Wednesday 12 October 2016

Documentary: "A day in the life of a dictator"



Directed by Hendrick Dusollier, "A Day in the Life of a Dictator" investigates the mentality of three tyrannical leaders during periods of time that defined their reigns. The trio of dictators - Joseph Stalin, Idi Amin Dada and Muammar Gaddafi – reincarnate through intense accounts from historians and witnesses, stock footage, and creative photo-realistic replications of the leaders as they function hour-by-hour through each tumultuous event.

"Once he decided to attain absolute power, he would never relinquish it," observes Alexandre Allilouiev, nephew of Joseph Stalin. "He was a monster." In order to achieve his goals, Stalin set about re-imaging the vast empire in his own image, which included the extermination of all those who dared oppose or refused to adhere to his ideology. The film follows the activities of Stalin on November 24, 1938 - a crucial day that set in motion the end of his Great Purge.

Muammar Gaddafi is shown rising from his bed the morning of June 28, 1996. A man driven and destroyed by an insatiable need for wealth and excess, Gaddafi lies in dreadful hiding from those who seek to end his unspeakably ruthless reign. 

"People were scared of him, and also he was scared of the people," says Babby Salamshyda of her father, Ugandan dictator Idi Amin Dada.
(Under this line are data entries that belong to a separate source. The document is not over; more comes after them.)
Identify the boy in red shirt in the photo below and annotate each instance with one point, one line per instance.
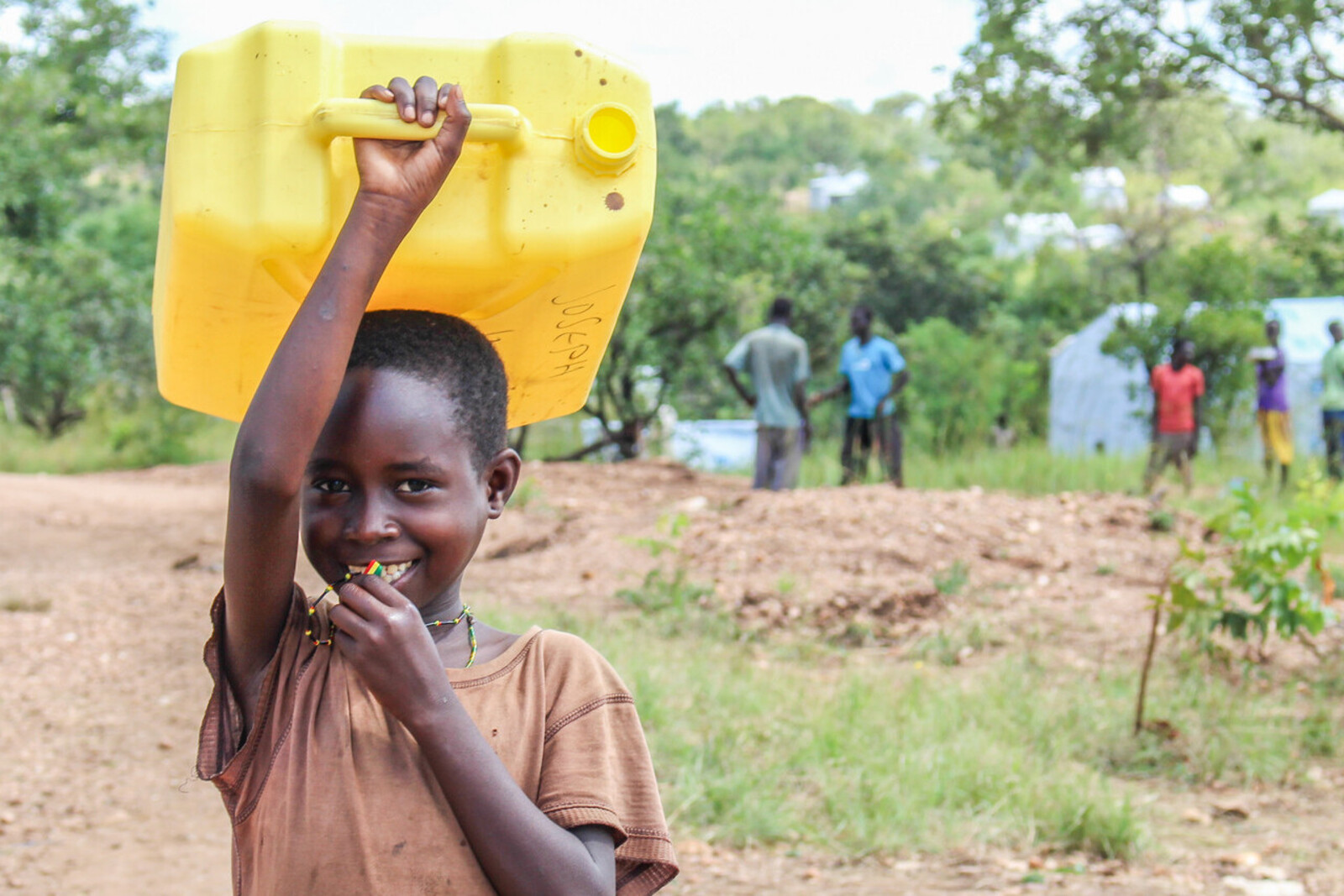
(1176, 391)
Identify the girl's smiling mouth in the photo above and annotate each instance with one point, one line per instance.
(390, 573)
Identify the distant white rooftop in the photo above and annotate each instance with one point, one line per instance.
(1102, 188)
(1328, 204)
(833, 186)
(1191, 196)
(1030, 233)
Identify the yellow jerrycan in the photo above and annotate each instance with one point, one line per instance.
(534, 237)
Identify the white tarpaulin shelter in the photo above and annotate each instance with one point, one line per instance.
(1097, 402)
(1328, 204)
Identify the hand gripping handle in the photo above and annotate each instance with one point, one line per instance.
(382, 121)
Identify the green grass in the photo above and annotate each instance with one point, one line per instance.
(1027, 469)
(858, 752)
(152, 432)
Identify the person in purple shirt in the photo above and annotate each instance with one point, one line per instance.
(1272, 405)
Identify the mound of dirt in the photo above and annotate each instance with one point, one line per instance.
(104, 614)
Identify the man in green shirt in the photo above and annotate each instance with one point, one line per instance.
(776, 359)
(1332, 401)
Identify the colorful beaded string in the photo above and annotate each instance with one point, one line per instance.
(470, 631)
(376, 569)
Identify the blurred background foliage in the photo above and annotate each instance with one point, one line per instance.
(82, 150)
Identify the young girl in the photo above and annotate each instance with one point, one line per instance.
(378, 739)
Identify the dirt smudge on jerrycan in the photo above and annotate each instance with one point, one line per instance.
(534, 238)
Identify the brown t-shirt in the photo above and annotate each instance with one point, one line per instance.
(329, 794)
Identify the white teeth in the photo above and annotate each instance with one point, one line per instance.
(390, 571)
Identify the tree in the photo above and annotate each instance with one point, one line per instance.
(1214, 300)
(1081, 87)
(717, 257)
(913, 275)
(84, 134)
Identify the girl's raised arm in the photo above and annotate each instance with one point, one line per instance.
(266, 477)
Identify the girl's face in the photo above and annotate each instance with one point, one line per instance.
(391, 479)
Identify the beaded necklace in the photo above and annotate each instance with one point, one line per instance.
(376, 569)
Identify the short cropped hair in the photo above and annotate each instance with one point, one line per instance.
(449, 354)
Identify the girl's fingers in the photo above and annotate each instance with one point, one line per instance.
(427, 100)
(358, 598)
(405, 97)
(382, 591)
(347, 621)
(457, 120)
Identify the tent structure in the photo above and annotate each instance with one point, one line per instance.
(1097, 403)
(1328, 204)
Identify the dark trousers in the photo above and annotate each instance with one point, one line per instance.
(859, 437)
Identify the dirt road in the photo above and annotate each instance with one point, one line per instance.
(102, 617)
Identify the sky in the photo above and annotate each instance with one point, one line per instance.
(691, 51)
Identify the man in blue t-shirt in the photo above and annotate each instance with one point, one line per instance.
(874, 372)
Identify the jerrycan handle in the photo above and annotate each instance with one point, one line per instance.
(380, 120)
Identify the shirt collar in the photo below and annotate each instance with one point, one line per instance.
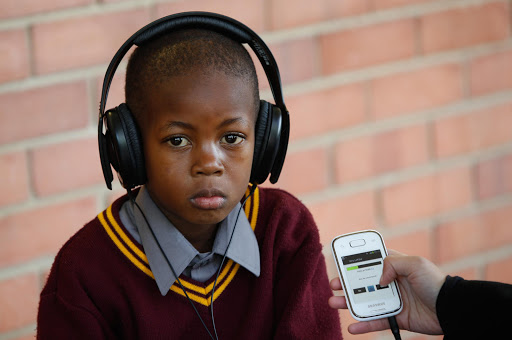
(243, 249)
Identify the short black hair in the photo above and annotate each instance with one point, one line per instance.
(176, 53)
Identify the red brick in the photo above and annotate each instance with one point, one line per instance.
(43, 231)
(116, 91)
(343, 215)
(473, 131)
(494, 177)
(296, 59)
(293, 13)
(384, 4)
(43, 111)
(250, 12)
(499, 271)
(314, 113)
(467, 273)
(63, 167)
(17, 8)
(13, 169)
(414, 243)
(14, 62)
(367, 46)
(416, 90)
(304, 172)
(373, 155)
(491, 73)
(426, 196)
(457, 28)
(19, 299)
(85, 41)
(474, 234)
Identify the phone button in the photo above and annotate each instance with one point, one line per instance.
(357, 243)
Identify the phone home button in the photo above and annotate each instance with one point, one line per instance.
(357, 243)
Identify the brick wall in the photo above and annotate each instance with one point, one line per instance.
(401, 121)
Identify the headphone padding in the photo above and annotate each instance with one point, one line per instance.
(262, 131)
(133, 174)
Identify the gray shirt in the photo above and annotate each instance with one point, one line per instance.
(184, 258)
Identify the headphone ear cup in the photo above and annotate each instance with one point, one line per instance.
(266, 141)
(126, 143)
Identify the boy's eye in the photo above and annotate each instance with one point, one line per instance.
(178, 141)
(232, 139)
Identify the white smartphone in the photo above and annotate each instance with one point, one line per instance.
(359, 259)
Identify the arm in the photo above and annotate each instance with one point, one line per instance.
(65, 310)
(419, 281)
(474, 309)
(301, 288)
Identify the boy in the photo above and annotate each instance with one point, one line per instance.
(194, 95)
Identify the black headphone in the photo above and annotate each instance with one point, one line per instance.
(121, 143)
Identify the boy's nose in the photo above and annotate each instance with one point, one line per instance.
(208, 161)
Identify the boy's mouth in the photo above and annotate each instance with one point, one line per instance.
(208, 199)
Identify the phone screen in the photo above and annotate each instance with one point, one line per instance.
(363, 274)
(360, 260)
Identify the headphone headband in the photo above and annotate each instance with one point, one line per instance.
(211, 21)
(225, 26)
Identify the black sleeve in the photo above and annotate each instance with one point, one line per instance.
(474, 309)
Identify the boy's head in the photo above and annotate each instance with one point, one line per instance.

One of the people who provoked Amin's fear was a member of his own family who planned to overthrow him. The film dramatizes the events of March 26, 1974, when Amin set in motion a plan to quell this familial threat.

Each dictator is portrayed by an extensive thirst for absolute power, a distressing paranoia of their own people, and a willingness to commit the most staring acts of violence when their supremacy is threatened. Stunning in its ability to place these horrific dictatorships in a human context, "A Day in the Life of a Dictator" is a unique and vital living history.